Nous déciderons de notre non participation où d’un boycott actif de ce festival.

Lors de votre séjour vous avez eu différentes rencontres. Quel constat faites vous de la situation et que pensez vous de l’attitude de la communauté internationale vis à vis de ce qui se passe en Algérie ?

Je pense qu’il est clair que la communauté internationale est restée trop longtemps complice de la situation, notamment concernant l’impunité des responsables de la violence. Nous pouvons établir clairement que la responsabilité de la violence incombe au pouvoir. Parce que d’une part le pouvoir a commis des actes de violence et d’autre part c’est ce même pouvoir qui a provoqué la violence avec sa politique anti démocratique. Enfin, le pouvoir n’a pas réussi à protéger les citoyens. La communauté internationale, notamment l’Union Européenne, a mené durant ces dix années, une stratégie de protection du régime algérien dans le but de protéger ses intérêtséconomiques. La communauté internationale a tout fait pour contenir l’islamisme au lieu de favoriser et d’aider la démocratisation et le respect des droits de l’Homme.

Nous avons l’impression que le régime algérien écoute deux choses. La première, c’est le soulèvement populaire. Nous avons constaté qu’après les événements de Kabylie le pouvoir a fait quelques concessions. La deuxième, c’est la communauté internationale. C’est pour cela que dans le cadre de l’accord d’association avec l’Union européenne, il faut que celle ci change sa stratégie vis à vis de l’Algérie.

Quelle pourrait être l’influence de la IUSY au sein la communauté internationale ?

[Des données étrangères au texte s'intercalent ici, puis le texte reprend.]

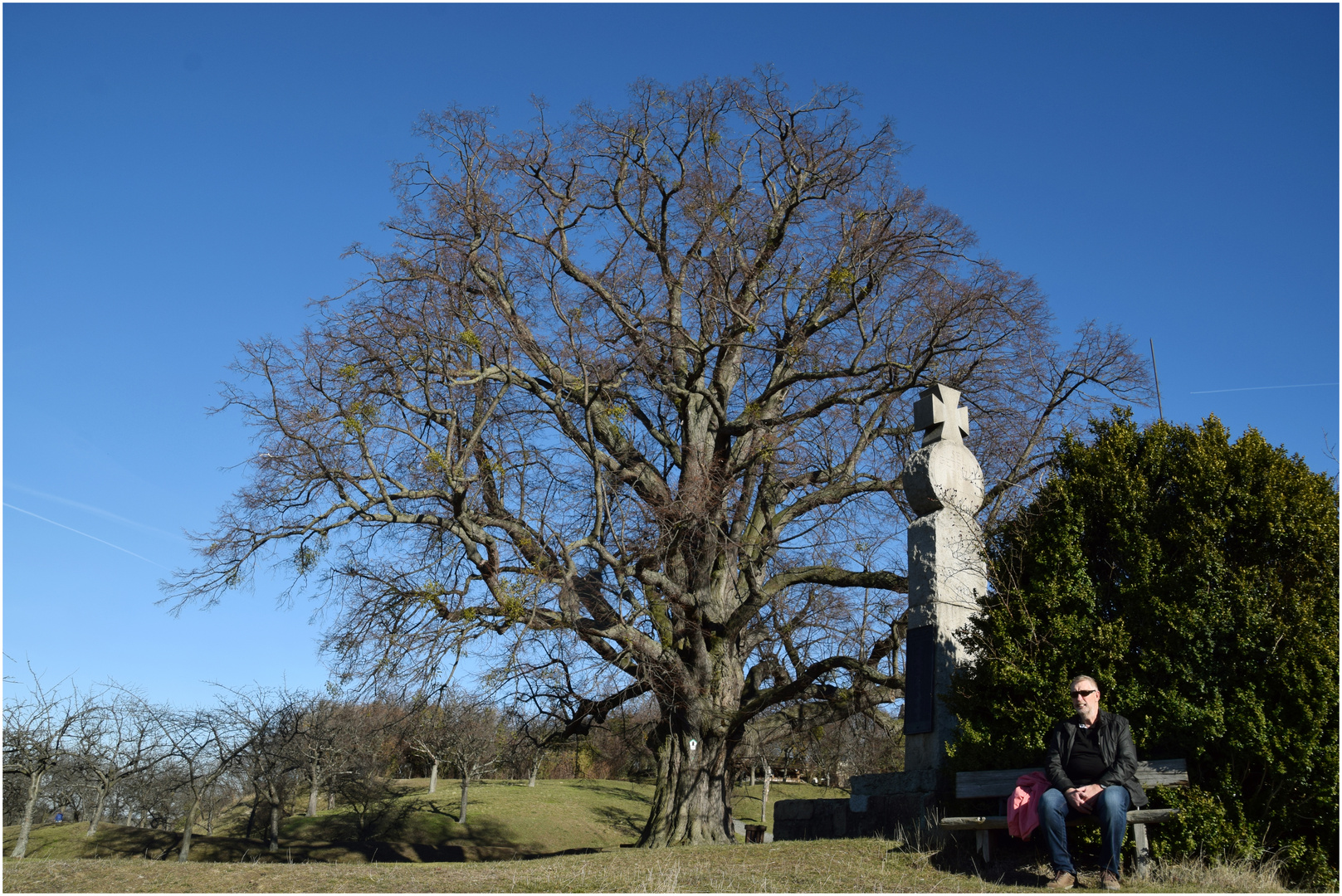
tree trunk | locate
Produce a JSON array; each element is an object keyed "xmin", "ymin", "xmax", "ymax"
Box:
[
  {"xmin": 243, "ymin": 789, "xmax": 261, "ymax": 840},
  {"xmin": 307, "ymin": 762, "xmax": 322, "ymax": 818},
  {"xmin": 9, "ymin": 772, "xmax": 46, "ymax": 859},
  {"xmin": 266, "ymin": 782, "xmax": 279, "ymax": 853},
  {"xmin": 85, "ymin": 783, "xmax": 109, "ymax": 837},
  {"xmin": 759, "ymin": 762, "xmax": 773, "ymax": 825},
  {"xmin": 639, "ymin": 723, "xmax": 735, "ymax": 846},
  {"xmin": 177, "ymin": 796, "xmax": 200, "ymax": 861}
]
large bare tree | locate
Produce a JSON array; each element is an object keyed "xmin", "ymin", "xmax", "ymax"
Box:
[{"xmin": 172, "ymin": 71, "xmax": 1144, "ymax": 846}]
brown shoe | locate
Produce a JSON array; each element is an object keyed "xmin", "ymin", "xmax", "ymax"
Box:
[{"xmin": 1048, "ymin": 870, "xmax": 1076, "ymax": 889}]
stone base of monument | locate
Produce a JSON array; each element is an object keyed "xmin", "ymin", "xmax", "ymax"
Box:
[{"xmin": 773, "ymin": 772, "xmax": 954, "ymax": 842}]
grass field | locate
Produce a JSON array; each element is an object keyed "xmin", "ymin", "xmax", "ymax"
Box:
[
  {"xmin": 4, "ymin": 840, "xmax": 1281, "ymax": 894},
  {"xmin": 4, "ymin": 779, "xmax": 846, "ymax": 863},
  {"xmin": 4, "ymin": 781, "xmax": 1281, "ymax": 892}
]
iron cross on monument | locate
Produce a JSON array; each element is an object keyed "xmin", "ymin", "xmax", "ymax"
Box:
[{"xmin": 905, "ymin": 383, "xmax": 988, "ymax": 772}]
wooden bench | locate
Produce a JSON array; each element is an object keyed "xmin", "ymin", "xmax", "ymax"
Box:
[{"xmin": 938, "ymin": 759, "xmax": 1188, "ymax": 877}]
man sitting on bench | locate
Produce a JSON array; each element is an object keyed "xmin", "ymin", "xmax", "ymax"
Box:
[{"xmin": 1039, "ymin": 674, "xmax": 1146, "ymax": 889}]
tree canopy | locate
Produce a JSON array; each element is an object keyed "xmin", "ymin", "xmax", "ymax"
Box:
[
  {"xmin": 949, "ymin": 411, "xmax": 1338, "ymax": 885},
  {"xmin": 172, "ymin": 71, "xmax": 1144, "ymax": 845}
]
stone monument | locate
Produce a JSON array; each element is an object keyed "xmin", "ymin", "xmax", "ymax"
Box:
[
  {"xmin": 774, "ymin": 383, "xmax": 988, "ymax": 840},
  {"xmin": 905, "ymin": 383, "xmax": 988, "ymax": 772}
]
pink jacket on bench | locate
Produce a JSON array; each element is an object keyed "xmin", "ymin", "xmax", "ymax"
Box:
[{"xmin": 1007, "ymin": 772, "xmax": 1052, "ymax": 840}]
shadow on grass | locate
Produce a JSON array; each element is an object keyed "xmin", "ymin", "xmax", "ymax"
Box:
[
  {"xmin": 566, "ymin": 782, "xmax": 652, "ymax": 806},
  {"xmin": 592, "ymin": 806, "xmax": 648, "ymax": 837}
]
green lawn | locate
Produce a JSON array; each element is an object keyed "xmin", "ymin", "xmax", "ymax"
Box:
[
  {"xmin": 4, "ymin": 779, "xmax": 847, "ymax": 863},
  {"xmin": 4, "ymin": 781, "xmax": 1281, "ymax": 892}
]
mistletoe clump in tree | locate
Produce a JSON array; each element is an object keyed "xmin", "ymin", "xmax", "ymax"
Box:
[{"xmin": 173, "ymin": 71, "xmax": 1142, "ymax": 846}]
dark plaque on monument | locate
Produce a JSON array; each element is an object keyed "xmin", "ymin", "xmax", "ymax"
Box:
[{"xmin": 905, "ymin": 625, "xmax": 937, "ymax": 733}]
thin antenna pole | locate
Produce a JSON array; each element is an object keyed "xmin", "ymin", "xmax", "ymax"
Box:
[{"xmin": 1150, "ymin": 339, "xmax": 1165, "ymax": 421}]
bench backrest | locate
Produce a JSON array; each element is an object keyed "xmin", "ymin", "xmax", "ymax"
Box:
[{"xmin": 955, "ymin": 759, "xmax": 1188, "ymax": 800}]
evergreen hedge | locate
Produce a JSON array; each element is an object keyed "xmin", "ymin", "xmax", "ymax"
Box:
[{"xmin": 948, "ymin": 409, "xmax": 1338, "ymax": 889}]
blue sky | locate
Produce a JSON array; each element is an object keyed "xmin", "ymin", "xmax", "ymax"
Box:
[{"xmin": 2, "ymin": 4, "xmax": 1338, "ymax": 702}]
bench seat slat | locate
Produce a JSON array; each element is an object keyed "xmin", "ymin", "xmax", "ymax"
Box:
[
  {"xmin": 937, "ymin": 809, "xmax": 1179, "ymax": 830},
  {"xmin": 955, "ymin": 759, "xmax": 1188, "ymax": 800}
]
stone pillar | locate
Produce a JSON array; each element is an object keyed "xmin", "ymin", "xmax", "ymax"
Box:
[{"xmin": 903, "ymin": 383, "xmax": 988, "ymax": 772}]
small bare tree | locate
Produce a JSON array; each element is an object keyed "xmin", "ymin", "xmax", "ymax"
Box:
[
  {"xmin": 154, "ymin": 709, "xmax": 248, "ymax": 861},
  {"xmin": 442, "ymin": 692, "xmax": 500, "ymax": 825},
  {"xmin": 76, "ymin": 687, "xmax": 165, "ymax": 837},
  {"xmin": 4, "ymin": 665, "xmax": 98, "ymax": 859},
  {"xmin": 298, "ymin": 696, "xmax": 341, "ymax": 818},
  {"xmin": 222, "ymin": 688, "xmax": 310, "ymax": 852}
]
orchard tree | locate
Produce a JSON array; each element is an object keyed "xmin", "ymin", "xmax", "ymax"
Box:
[
  {"xmin": 950, "ymin": 411, "xmax": 1338, "ymax": 889},
  {"xmin": 169, "ymin": 71, "xmax": 1144, "ymax": 846},
  {"xmin": 4, "ymin": 675, "xmax": 100, "ymax": 859}
]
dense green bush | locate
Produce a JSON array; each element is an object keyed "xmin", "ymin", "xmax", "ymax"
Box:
[{"xmin": 948, "ymin": 411, "xmax": 1338, "ymax": 887}]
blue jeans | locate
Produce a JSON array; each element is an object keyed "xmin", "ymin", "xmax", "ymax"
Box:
[{"xmin": 1039, "ymin": 785, "xmax": 1129, "ymax": 877}]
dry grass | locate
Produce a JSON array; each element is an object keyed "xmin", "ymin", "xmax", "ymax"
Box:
[{"xmin": 4, "ymin": 840, "xmax": 1281, "ymax": 894}]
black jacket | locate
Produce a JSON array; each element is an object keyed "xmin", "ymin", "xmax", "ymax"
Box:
[{"xmin": 1044, "ymin": 709, "xmax": 1146, "ymax": 809}]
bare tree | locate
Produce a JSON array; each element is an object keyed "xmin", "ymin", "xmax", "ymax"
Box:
[
  {"xmin": 440, "ymin": 692, "xmax": 500, "ymax": 825},
  {"xmin": 4, "ymin": 665, "xmax": 96, "ymax": 859},
  {"xmin": 409, "ymin": 700, "xmax": 454, "ymax": 793},
  {"xmin": 334, "ymin": 703, "xmax": 407, "ymax": 840},
  {"xmin": 169, "ymin": 71, "xmax": 1144, "ymax": 846},
  {"xmin": 298, "ymin": 698, "xmax": 339, "ymax": 818},
  {"xmin": 156, "ymin": 709, "xmax": 248, "ymax": 861},
  {"xmin": 76, "ymin": 687, "xmax": 165, "ymax": 837},
  {"xmin": 222, "ymin": 688, "xmax": 311, "ymax": 852}
]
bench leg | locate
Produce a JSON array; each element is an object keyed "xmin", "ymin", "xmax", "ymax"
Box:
[{"xmin": 1133, "ymin": 824, "xmax": 1151, "ymax": 879}]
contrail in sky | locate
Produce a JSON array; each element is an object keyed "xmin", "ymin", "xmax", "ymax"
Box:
[
  {"xmin": 1188, "ymin": 382, "xmax": 1338, "ymax": 396},
  {"xmin": 4, "ymin": 502, "xmax": 172, "ymax": 572},
  {"xmin": 4, "ymin": 483, "xmax": 185, "ymax": 542}
]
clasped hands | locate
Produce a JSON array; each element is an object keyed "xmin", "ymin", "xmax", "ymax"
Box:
[{"xmin": 1066, "ymin": 785, "xmax": 1105, "ymax": 816}]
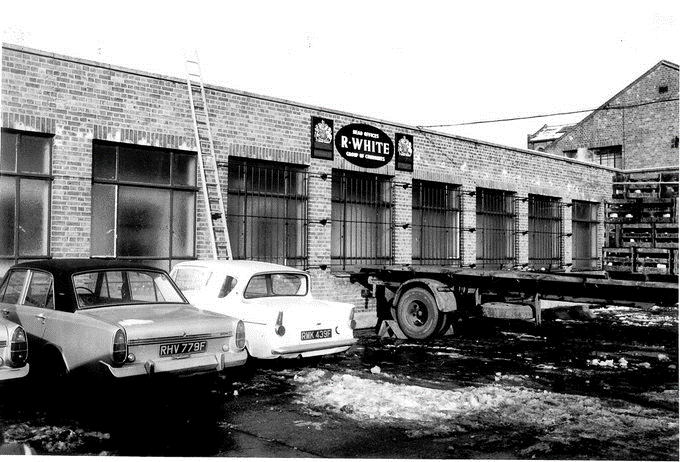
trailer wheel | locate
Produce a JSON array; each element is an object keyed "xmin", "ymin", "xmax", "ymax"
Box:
[{"xmin": 396, "ymin": 287, "xmax": 446, "ymax": 339}]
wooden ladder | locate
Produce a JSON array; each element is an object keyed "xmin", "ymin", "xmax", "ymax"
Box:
[{"xmin": 186, "ymin": 54, "xmax": 232, "ymax": 260}]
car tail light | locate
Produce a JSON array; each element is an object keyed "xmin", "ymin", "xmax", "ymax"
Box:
[
  {"xmin": 236, "ymin": 321, "xmax": 246, "ymax": 350},
  {"xmin": 274, "ymin": 311, "xmax": 286, "ymax": 337},
  {"xmin": 113, "ymin": 329, "xmax": 127, "ymax": 366},
  {"xmin": 9, "ymin": 326, "xmax": 28, "ymax": 367}
]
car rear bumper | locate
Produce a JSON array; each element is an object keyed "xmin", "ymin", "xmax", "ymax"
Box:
[
  {"xmin": 0, "ymin": 364, "xmax": 29, "ymax": 382},
  {"xmin": 102, "ymin": 350, "xmax": 248, "ymax": 378},
  {"xmin": 272, "ymin": 338, "xmax": 357, "ymax": 355}
]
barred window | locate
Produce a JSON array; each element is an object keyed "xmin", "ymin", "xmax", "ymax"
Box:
[
  {"xmin": 0, "ymin": 129, "xmax": 52, "ymax": 266},
  {"xmin": 571, "ymin": 201, "xmax": 599, "ymax": 269},
  {"xmin": 529, "ymin": 194, "xmax": 562, "ymax": 269},
  {"xmin": 411, "ymin": 180, "xmax": 461, "ymax": 266},
  {"xmin": 331, "ymin": 170, "xmax": 392, "ymax": 269},
  {"xmin": 476, "ymin": 188, "xmax": 516, "ymax": 269},
  {"xmin": 227, "ymin": 157, "xmax": 308, "ymax": 267},
  {"xmin": 91, "ymin": 140, "xmax": 197, "ymax": 270}
]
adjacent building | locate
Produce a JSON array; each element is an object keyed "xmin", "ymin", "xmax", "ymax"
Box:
[
  {"xmin": 529, "ymin": 61, "xmax": 678, "ymax": 170},
  {"xmin": 0, "ymin": 44, "xmax": 616, "ymax": 324}
]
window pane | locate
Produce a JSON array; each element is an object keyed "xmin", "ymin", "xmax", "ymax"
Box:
[
  {"xmin": 0, "ymin": 131, "xmax": 19, "ymax": 172},
  {"xmin": 172, "ymin": 152, "xmax": 196, "ymax": 186},
  {"xmin": 18, "ymin": 135, "xmax": 52, "ymax": 174},
  {"xmin": 90, "ymin": 183, "xmax": 116, "ymax": 257},
  {"xmin": 117, "ymin": 186, "xmax": 170, "ymax": 257},
  {"xmin": 118, "ymin": 147, "xmax": 170, "ymax": 185},
  {"xmin": 24, "ymin": 271, "xmax": 52, "ymax": 308},
  {"xmin": 172, "ymin": 191, "xmax": 196, "ymax": 257},
  {"xmin": 19, "ymin": 179, "xmax": 50, "ymax": 257},
  {"xmin": 2, "ymin": 270, "xmax": 28, "ymax": 304},
  {"xmin": 92, "ymin": 144, "xmax": 116, "ymax": 180},
  {"xmin": 0, "ymin": 176, "xmax": 17, "ymax": 257}
]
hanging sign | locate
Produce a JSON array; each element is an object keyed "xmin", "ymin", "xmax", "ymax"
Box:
[{"xmin": 335, "ymin": 124, "xmax": 394, "ymax": 168}]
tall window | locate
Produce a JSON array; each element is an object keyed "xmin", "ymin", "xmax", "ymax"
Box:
[
  {"xmin": 476, "ymin": 188, "xmax": 515, "ymax": 268},
  {"xmin": 590, "ymin": 145, "xmax": 623, "ymax": 168},
  {"xmin": 227, "ymin": 157, "xmax": 307, "ymax": 267},
  {"xmin": 411, "ymin": 180, "xmax": 460, "ymax": 265},
  {"xmin": 572, "ymin": 201, "xmax": 599, "ymax": 269},
  {"xmin": 529, "ymin": 194, "xmax": 562, "ymax": 269},
  {"xmin": 0, "ymin": 130, "xmax": 52, "ymax": 263},
  {"xmin": 91, "ymin": 141, "xmax": 196, "ymax": 269},
  {"xmin": 331, "ymin": 170, "xmax": 392, "ymax": 269}
]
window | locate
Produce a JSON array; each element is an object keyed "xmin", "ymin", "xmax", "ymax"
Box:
[
  {"xmin": 227, "ymin": 158, "xmax": 307, "ymax": 267},
  {"xmin": 476, "ymin": 188, "xmax": 516, "ymax": 269},
  {"xmin": 572, "ymin": 201, "xmax": 599, "ymax": 270},
  {"xmin": 411, "ymin": 180, "xmax": 460, "ymax": 265},
  {"xmin": 0, "ymin": 130, "xmax": 52, "ymax": 262},
  {"xmin": 590, "ymin": 145, "xmax": 623, "ymax": 168},
  {"xmin": 529, "ymin": 194, "xmax": 562, "ymax": 269},
  {"xmin": 91, "ymin": 141, "xmax": 196, "ymax": 269},
  {"xmin": 331, "ymin": 170, "xmax": 392, "ymax": 269}
]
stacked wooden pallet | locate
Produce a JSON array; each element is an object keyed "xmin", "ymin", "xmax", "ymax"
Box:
[{"xmin": 602, "ymin": 170, "xmax": 678, "ymax": 276}]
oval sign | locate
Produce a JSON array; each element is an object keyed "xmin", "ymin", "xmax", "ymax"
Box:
[{"xmin": 335, "ymin": 124, "xmax": 394, "ymax": 168}]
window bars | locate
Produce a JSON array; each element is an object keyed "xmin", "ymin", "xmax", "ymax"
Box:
[
  {"xmin": 331, "ymin": 170, "xmax": 392, "ymax": 269},
  {"xmin": 227, "ymin": 157, "xmax": 308, "ymax": 267},
  {"xmin": 411, "ymin": 180, "xmax": 461, "ymax": 266},
  {"xmin": 475, "ymin": 188, "xmax": 517, "ymax": 269}
]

Nous sommes une structure de l’Internationale Socialiste et L’IS est la plus grande organisation démocratique de partis politiques dans le monde. Nous avons la majorité dans le Parlement Européen. Il est certain que l’Internationale Socialiste est un acteur qui a beaucoup d’influence dans les relations entre l’Union Européenne et l’Algérie. Et la IUSY est membre du présidium de l’IS. Lorsque le conseil mondial de l’IS se réunira à la fin juin, nous serons bien sûr présents avec nos impressions de notre visite en Algérie et nous espérons influencer sur l’attitude et même sur la politique des partis de l’Internationale Socialiste.